The crashes in the last decade included three recent fatal accidents involving Dornier 228-series aircraft, four de Havilland Canada Twin Otters and one Beechcraft 1900D.
Today's accident is different from the others, and the reason for it is not clear. Although the weather was good, the aircraft crashed only 2km from the airport where it took off, the pilots trying to return with some kind of problem. Clearly unable to stay flying, they attempted a forced landing close to a river, probably the least cluttered space they reckoned they could reach. Local speculation talks about a birdstrike. Well, Nepal is home to some very big birds, and a strike to propellers, especially both, would be dire. We'll see.
Twin-turboprops are the only category of commercial transport aircraft capable of ferrying the thousands of mountaineers and trekkers that visit Nepal each year to the remote airstrips in the Himalayan foothills - some high among the mountains - from which they can start their adventures.
As a flying environment, Nepal is demanding. Kathmandu is in a deep valley where the visibility is frequently reduced by air pollution. Nepal's mountains, the highest in the world, are a terrain threat to aviation unlike any other. The fickleness of the local weather in the high valleys and in the vicinity of remote airfields is yet another considerable challenge to pilots.

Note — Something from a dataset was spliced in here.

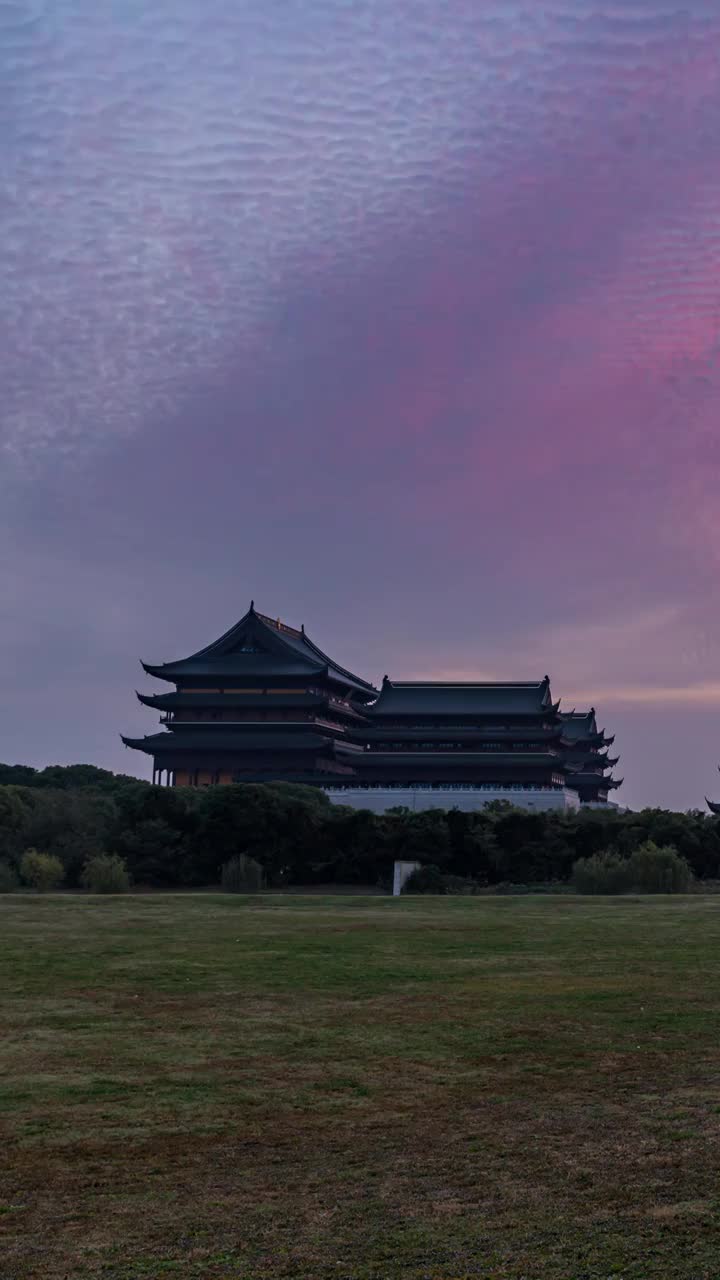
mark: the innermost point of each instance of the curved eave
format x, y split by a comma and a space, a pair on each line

Finally the airstrips themselves are notoriously challenging, with short runways that are uneven, sloping, or both, and with approach and departure paths obstructed by high ground. When the weather changes rapidly, pilots are faced with difficult decisions about whether it is safe to continue an approach, and if the weather closes in too fast, abandoning the approach may be equally risky.
All this is not to say that Nepal couldn't do better in the next ten years. Probably the most effective advice would be from the airlines to their pilots: don't press on when you don't like the look of the weather. Pilots who try too hard to do their job - getting their passengers to the destination they have paid for - can be dangerous. It's called press-on-itis.